激闘TeX:正規表現という名の沼
正確にはTeXの話題ではないんですが、ルビ振りの時に迷った(今も迷ってる)ので書いておきます。他形式からの一括検索・置換について。
青空文庫・カクヨム・小説家になろう等、各種形式を検索パターンに押し込むのは分かりやすくかつ詳細なこちらの記事を全面的に参考にさせていただきました。多謝。
各種小説投稿サイトのルビ記法をJavaScriptで実現する - Qiita
その上でTeX形式に置換していきます。なおこの記事内においては煩雑さを避けるため青空文庫形式限定で表現します。
pxrubricaパッケージにおいて、和文へのルビ振りと欧文へのルビ振りは\ruby
と\aruby
命令として厳密に区別されています。それに沿うために、和文と欧文の置換パターンは分けることにしました。よって青空文庫のルールに従って、欧文の検索・置換パターンは次の2つになります。

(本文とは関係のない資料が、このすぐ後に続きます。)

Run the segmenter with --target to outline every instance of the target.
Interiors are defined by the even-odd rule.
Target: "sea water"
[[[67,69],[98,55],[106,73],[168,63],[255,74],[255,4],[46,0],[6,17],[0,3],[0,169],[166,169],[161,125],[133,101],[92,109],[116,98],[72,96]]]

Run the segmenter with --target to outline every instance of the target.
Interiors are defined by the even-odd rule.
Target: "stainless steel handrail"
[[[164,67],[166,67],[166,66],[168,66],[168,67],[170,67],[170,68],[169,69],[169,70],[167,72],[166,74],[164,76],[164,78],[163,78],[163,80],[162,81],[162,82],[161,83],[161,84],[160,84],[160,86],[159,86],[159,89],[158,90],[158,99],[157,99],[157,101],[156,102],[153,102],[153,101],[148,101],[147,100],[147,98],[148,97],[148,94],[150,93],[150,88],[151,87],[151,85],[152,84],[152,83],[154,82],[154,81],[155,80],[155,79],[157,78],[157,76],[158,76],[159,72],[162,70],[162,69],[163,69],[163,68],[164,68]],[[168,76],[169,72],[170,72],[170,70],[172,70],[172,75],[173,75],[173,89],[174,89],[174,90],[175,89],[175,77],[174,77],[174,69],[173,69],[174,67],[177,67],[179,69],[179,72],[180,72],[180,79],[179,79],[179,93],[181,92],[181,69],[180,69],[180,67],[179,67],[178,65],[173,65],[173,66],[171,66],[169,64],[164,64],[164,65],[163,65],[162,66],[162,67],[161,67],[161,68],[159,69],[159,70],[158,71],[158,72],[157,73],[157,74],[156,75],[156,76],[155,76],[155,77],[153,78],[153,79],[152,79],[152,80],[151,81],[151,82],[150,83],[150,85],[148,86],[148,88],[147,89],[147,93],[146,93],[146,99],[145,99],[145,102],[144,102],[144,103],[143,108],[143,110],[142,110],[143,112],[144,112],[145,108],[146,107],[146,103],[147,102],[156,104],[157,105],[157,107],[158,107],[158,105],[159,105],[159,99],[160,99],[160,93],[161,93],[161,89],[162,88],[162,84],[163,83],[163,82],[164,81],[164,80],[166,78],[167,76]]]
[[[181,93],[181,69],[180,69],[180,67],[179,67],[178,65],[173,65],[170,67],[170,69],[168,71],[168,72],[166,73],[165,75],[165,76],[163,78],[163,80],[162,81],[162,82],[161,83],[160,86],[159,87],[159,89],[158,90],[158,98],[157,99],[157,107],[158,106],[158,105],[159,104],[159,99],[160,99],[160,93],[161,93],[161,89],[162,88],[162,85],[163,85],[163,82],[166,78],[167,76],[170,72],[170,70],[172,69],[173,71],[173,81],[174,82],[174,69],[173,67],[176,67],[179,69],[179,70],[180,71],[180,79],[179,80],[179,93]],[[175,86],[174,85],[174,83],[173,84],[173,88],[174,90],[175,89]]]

①長いフレーズなど、親文字の範囲が明確に特定できず、全角縦棒で範囲を指定してあるもの
|([\w\p{P}\s]+)《(.+?)》
→ \\aruby{\1}{\2}
②単語などアルファベットのみで構成され、空白等で区切りが明確に分かっているもの(縦棒を省略できる)
(\w+)《(.+?)》
→ \\aruby{\1}{\2}
ところがここで壁にぶち当たりました。①のパターンは、フレーズにヒットさせるために単語構成文字(アルファベット、数字、アンダースコア)\w
にスペース\s
と約物\p{P}
を含めたものなんですが、これで検索をかけてみるとこうなります。
2行目にもヒットしてほしいのに無視されてます。これは後半のルビ部分を外してみると分かりやすいんですが、
2行目にフランス語のç(セディーユつきc)が含まれているからヒットしないんですね。拡張アルファベットはアルファベットとみなされないらしいです。②のパターンでも、アクセント・ウムラウトつきアルファベットが含まれる単語はヒットしません。 おのれ……。
まあ\w
という表現がベテランの、つまりASCIIを基準にしているものなので仕方ありません。仕方ないのでここは頼れる助っ人・Unicode文字プロパティの力を借りましょう。アルファベットの属するスクリプトはLatin、そして数字を含まないので、\d
で補ってやってこうなります:|([\p{Latin}\d\p{P}\s]+)《(.+?)》
すると……
セディーユはいいんですが、恐ろしいことに一番下の全角アルファベットと中黒P・L・M
までヒットしてしまいました。これは全角縦書きなのでarubyではなくruby扱いしたい。というか"したい"レベルではなくしなければなりません。ここに\aruby
を振っちゃうとこんな惨事が起きます。
うーんどうしよう……\p{Latin}
を\p{Lu}\p{Ll}
に差し替えるなどいろいろ試してみましたが、とりあえず現時点で拡張アルファベットにはヒットして全角英数字にはヒットしない正規表現というのは私には見つけられませんでしたorz
かくなる上は全角にもヒットしてしまう方か英語以外を拾えない方か、どちらかを採用した上で運用に気をつけるしかありません。Meryに青空構文を入れて使っていれば拾い残しは可視化できるので、\w
を使う方が不用にarubyを振る危険性がなく安心かとは思うんですがどうなんでしょう。p{Latin}
の方で全部拾って、一つ一つチェックして必要なところは飛ばしながら置換する、というのも網羅的でいい気がします。
とりあえずサイトの記事ではどちらも載せて、英語だけ使う人は\w
の方でと書いておきました。もしいい手が浮かんだら変更します。